映画「オーシャンズ11」で、主人公の1人テス(ジュリア・ロバーツ)が、いくつかの印象的なフレーズを言い放つ。その1つが、これ。
You of all people should know Terry, in your hotel, there's always someone watching.
http://www.imdb.com/title/tt0240772/quotes
不用意なふるまい、そして発言をした夫テリー(アンディ・ガルシア)を、テスがたしなめていう印象的なシーン。意味は「(他の人はともかく)あなたは知っているべきよ、テリー。このホテルでは、いつも誰かが見ているの」というほどのもの。
これが、もう少しあとの、前の夫ダニエル(ジョージ・クルーニー)との生き生きとしたやりとりの対照的な伏線になっているのだが、それはさておき。

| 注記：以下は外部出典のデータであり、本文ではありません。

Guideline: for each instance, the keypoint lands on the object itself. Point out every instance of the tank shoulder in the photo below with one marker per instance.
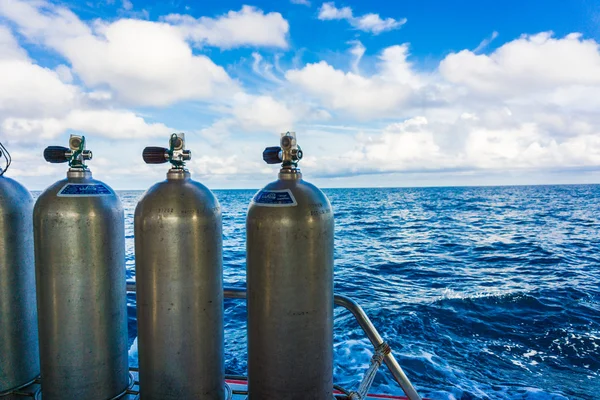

明日と、明日に続く今日は特別な日なので、ひとつ、もったいぶっていないで、僕からエピソードを。
*
よよん君がなくなったあと、姉のさちこさんは、夜中に目を覚まして、寝室のある2階から、1階の居間に降りてくることが多くなった。だれかに、疑いもなくよよん君なのだけれど、呼ばれている気がするのである。
多くの場合、仏壇の前には、ねこの「みゃあみゃあ」が座っている。
「みゃあ」
こちらを振り向いて、鳴く。
「ようちゃん」と、姉はつぶやく。
たまに、みゃあみゃあではないこともある。見覚えのある背を丸めて、座っている人がいる。
母親だ。
じっと、遺影を見つめている。
そんなとき、さちこさんは、黙って、静かに、踵を返す。
*
「あのなあ」
「なあに、母さん」
「みゃあみゃあがな」
「うん」
「母さん、夜に目を覚まして、ようちゃんの顔を見にいくとなあ」
「いやだ母さん、そんなことしてるの」
「うん。わたし、ようちゃんのことが、かわいくてなあ」
「知ってる」
「そやろ」
「それで? 話のつづき」
「みゃあみゃあがな」
「うん」
「仏壇の前で、話してるんやで」
「ようちゃんと? まさか、そんな」
「あれは話をしてる顔やと思うのやけど、なあ」
*
(私も、知ってる)
そのことばを飲み込んで、さちこさんは、
「この母にして、あの弟ありやなあ」
そんなふうに、思い返すのだった。
*
明日の始発で、京都の猫寺(称念寺さん)に向かいます。
9時に門が開いて、拝観の時間帯になるとほぼ同時に、僕はお墓に向かい、花を、甘いものを、よよん君が好きだったコーラを、捧げるつもりです。
どなたか、おひとりで構いません。9時を回って1分、2分したところで、京の都のほうに向かって、よよん君のことを思い出してあげていただけませんか。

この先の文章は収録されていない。